As a result, although much of Rode Hall's ceramics are 18th century porcelain, one of the stars of the collection is a group of six Aesthetic-style vases with lustre decoration made by Maw and Co. in the 1890s. They come from a series of seven all of which are decorated with Crane designs based around legends and folk tales. The current owner of Rode Hall, Sir Richard Baker Wilbraham purchased them around seven years ago from the art pottery dealer Richard Dennis who had spent years assembling this rare group.

As Julie McKeown points out in her book: "Even without the elusive seventh square-handled vase decorated with figures representing the four seasons, those at Rode form the most complete set in a private collection."

Naturally Sir Richard was very keen to complete the set, but only one other example was known, in an American collection, and Richard Dennis had not seen any come on the market in 30 years of hunting.

So, Sir Richard was understandably delighted when he spotted his "elusive seventh" pictured in an ATG advertisment for a sale on September 12 at Lawrences, Bletchingley with a brief description as a "two-handled urn by Maw and Jackfield (a/f)" and carrying an estimate of £100-150.

He wasn't the only keen eyed sleuth to spot the rare creature.

The auctioneers had around half a dozen would-be purchasers on the telephone.
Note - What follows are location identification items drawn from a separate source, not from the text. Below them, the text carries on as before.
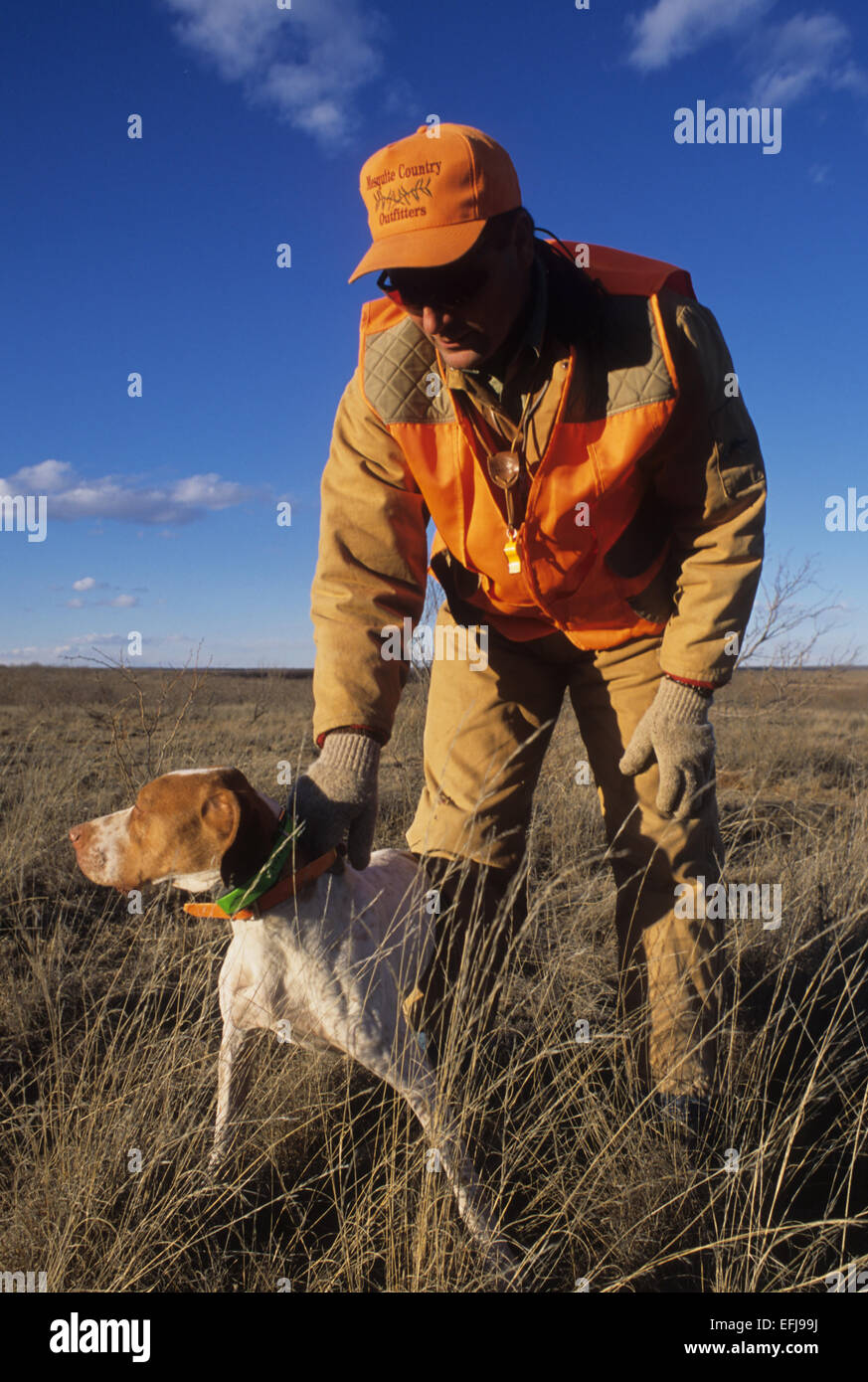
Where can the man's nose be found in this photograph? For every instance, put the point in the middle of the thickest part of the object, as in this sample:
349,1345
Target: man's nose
432,321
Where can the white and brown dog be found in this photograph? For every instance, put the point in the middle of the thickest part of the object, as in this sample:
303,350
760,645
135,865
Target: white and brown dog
332,964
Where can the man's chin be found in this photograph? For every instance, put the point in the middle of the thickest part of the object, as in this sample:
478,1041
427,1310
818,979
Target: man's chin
460,355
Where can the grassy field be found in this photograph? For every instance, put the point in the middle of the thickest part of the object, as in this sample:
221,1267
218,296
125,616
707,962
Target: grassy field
109,1027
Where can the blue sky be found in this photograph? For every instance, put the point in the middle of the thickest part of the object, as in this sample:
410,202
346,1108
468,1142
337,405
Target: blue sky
159,256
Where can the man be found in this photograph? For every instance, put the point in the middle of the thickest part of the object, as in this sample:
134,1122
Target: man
599,495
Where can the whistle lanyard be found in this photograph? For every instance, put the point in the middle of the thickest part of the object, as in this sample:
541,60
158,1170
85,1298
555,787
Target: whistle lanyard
505,467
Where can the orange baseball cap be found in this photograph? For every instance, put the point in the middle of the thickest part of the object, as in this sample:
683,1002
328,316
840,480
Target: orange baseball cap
431,195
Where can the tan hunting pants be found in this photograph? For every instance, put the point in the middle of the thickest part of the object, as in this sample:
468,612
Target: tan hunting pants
485,737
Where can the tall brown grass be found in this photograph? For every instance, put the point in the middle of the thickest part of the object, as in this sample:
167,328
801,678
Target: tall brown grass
109,1031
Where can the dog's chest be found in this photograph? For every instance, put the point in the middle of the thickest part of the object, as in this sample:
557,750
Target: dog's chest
269,981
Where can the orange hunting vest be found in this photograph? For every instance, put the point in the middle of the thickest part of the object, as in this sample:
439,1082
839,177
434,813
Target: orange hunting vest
584,493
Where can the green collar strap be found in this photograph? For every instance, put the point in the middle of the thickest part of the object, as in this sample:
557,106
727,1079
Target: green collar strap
266,875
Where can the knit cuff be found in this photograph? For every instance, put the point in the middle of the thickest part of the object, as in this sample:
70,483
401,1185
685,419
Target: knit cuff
355,752
680,702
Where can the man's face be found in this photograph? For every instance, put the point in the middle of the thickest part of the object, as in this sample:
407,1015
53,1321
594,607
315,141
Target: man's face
467,307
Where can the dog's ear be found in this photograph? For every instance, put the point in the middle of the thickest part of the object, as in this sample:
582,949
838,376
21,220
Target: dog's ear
241,826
But it was Mr Dennis, bidding over one of the phones on behalf of Sir Richard, who managed to secure the vase for Rode Hall at £7600.

"I would have gone a lot higher because it's so important to complete the series," the Baronet told ATG last week. Certainly higher prices for the Maw/Crane series are not without precedent. In April 2005 another vase was pursued to a staggering £42,000 when Law Fine Art sold the Andrew Keith Collection.

The complete set of seven vases should be on display at Rode Hall, which is open to the public, in the very near future.